All this is made plain in numerous footnotes and charts that spice the text and in two eloquent and impassioned appendices and a useful bibliographic essay of the more than 150 books and studies he consulted to write this book.
In the history of popular literature, it has usually been those on the left who have sought in the novel an instrument to gain a wide readership for their causes. Think of the works of Jack London (“The Iron Heel”), Upton Sinclair (“The Jungle”), John Steinbeck (“The Grapes of Wrath”). More recent examples include E.L. Doctorow (“Ragtime”), John le Carre (“The Constant Gardener”) and Barbara Kingsolver (“The Poisonwood Bible”).
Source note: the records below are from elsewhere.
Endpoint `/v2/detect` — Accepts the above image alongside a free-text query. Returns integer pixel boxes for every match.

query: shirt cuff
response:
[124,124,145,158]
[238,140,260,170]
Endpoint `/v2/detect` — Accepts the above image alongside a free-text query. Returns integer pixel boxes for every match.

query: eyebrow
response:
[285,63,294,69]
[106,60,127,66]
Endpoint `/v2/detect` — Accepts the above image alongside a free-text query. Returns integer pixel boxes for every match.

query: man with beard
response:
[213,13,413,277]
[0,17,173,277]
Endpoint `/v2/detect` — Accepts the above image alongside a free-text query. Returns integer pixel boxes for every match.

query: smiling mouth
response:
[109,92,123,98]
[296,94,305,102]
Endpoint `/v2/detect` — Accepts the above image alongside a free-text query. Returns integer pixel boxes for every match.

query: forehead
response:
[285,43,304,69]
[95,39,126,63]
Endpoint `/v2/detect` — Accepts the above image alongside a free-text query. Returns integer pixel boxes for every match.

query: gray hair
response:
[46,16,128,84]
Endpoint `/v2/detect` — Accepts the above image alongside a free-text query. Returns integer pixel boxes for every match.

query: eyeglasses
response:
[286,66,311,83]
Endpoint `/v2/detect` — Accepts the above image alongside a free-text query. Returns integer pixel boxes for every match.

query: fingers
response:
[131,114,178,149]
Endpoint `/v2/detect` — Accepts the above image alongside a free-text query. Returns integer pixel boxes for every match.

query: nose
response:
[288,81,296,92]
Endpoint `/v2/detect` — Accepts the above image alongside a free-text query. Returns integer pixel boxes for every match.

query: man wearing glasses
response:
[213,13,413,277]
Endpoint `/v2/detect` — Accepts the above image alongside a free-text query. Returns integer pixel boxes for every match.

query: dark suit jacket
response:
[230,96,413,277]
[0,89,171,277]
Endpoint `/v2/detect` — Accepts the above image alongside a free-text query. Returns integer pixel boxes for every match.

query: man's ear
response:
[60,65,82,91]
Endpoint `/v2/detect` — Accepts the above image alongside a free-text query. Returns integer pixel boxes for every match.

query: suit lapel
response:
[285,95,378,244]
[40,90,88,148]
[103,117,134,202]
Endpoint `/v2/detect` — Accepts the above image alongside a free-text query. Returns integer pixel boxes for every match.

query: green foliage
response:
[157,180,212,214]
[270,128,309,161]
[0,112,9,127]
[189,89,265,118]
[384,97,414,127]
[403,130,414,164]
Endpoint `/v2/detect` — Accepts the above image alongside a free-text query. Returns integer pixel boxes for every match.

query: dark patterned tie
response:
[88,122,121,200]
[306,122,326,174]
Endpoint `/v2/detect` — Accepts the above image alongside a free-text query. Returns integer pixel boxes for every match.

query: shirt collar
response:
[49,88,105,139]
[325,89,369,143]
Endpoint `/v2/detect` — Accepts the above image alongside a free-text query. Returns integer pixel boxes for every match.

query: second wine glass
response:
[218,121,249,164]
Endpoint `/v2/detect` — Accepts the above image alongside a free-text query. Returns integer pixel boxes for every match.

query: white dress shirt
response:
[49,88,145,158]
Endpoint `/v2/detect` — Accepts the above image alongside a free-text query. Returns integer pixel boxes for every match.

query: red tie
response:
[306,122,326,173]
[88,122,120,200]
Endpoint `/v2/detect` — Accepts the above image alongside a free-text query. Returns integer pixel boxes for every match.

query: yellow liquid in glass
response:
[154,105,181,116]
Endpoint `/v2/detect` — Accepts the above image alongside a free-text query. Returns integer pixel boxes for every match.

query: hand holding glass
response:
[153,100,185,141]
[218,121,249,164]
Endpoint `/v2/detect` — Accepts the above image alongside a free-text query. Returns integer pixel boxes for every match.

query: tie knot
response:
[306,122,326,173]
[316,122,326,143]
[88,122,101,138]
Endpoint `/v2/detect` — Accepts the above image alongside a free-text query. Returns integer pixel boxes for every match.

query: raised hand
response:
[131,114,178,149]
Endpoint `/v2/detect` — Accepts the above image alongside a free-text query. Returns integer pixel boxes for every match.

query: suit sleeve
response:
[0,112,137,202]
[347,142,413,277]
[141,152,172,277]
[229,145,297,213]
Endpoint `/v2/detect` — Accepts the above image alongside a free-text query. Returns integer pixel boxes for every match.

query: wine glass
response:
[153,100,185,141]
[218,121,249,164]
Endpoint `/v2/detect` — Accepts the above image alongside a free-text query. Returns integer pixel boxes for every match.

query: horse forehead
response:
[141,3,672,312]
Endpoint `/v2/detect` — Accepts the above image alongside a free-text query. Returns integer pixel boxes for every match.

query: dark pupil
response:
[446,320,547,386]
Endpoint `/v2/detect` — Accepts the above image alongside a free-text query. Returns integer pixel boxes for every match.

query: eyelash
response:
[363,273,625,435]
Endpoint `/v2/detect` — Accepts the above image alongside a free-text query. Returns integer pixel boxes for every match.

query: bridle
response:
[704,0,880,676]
Now comes Michael Crichton offering a screed against the received wisdom of Rachel Carson’s fear-mongering progeny and the manic exaggeration that he argues has been her most pernicious legacy more than 40 years after the publication of “Silent Spring.” Whatever his literary aspiration, Crichton’s real genius is to have written the first neo-con novel. Inside this bloated 600-page book is a fierce and compelling Op-Ed piece desperate to get out.
Steve Wasserman is Book Editor of The Times.